ERIC ZEIGLER
United States
underlying
Zeigler’s photography focuses on the pressures between representation and reality through the creation and dissemination of imagery. He creates photographic images that exploit the problematic contemporary western cultural categorizations and presumptions that are placed on photographic and lens-based imagery. He photographs the world and creates sculptures exclusively for photographing. Through these processes, he collects photographs that engage the viewer in the conceit and deceit of the image’s actual construction, while maintaining and utilizing well known methods of seductive image creation.
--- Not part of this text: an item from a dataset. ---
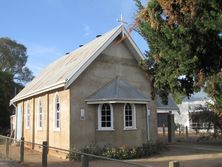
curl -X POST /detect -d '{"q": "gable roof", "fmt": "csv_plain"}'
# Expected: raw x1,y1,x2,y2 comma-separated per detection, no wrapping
156,95,179,111
86,77,150,104
10,25,144,103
The work questions the necessity of being in a place to photograph and understand it, and what the exploration of a place, or outer space, means to the contemporary world of photography. Is it real exploration if a human is not present in the space? Our seen version of the world has been simultaneously explored and photographed while we walk through it, and the photographs Zeigler makes reach into the previously unseen. The most current subjects for this work are dust-sized particles that have unexpected uses: sand from the beaches of Pozzuoli, Italy and fake Martian soil commissioned by NASA. The former was used to create Roman concrete, for which we do not have the exact recipe anymore; and the latter is dust from the Mojave desert, laced with chemicals to match the soil on Mars that allows NASA to test growing vegetables in the Martian soil before ever setting foot there.
AUTHOR BIOGRAPHY
Eric Zeigler is an American artist, designer, and researcher whose current work involves photography and unconventional transformation of images. He received an MFA in Photography from the San Francisco Art Institute, and exhibits his work internationally. Recently, his work has been exhibited at the CICA Museum in Seoul, South Korea, and at the International Photography Symposium NIDA 2019 in Lithuania. Zeigler is an Assistant Professor in the Department of Art at the University of Toledo. He created and runs the Art Print Center which serves as a hub for all digital artwork production by university students, faculty, and local artists.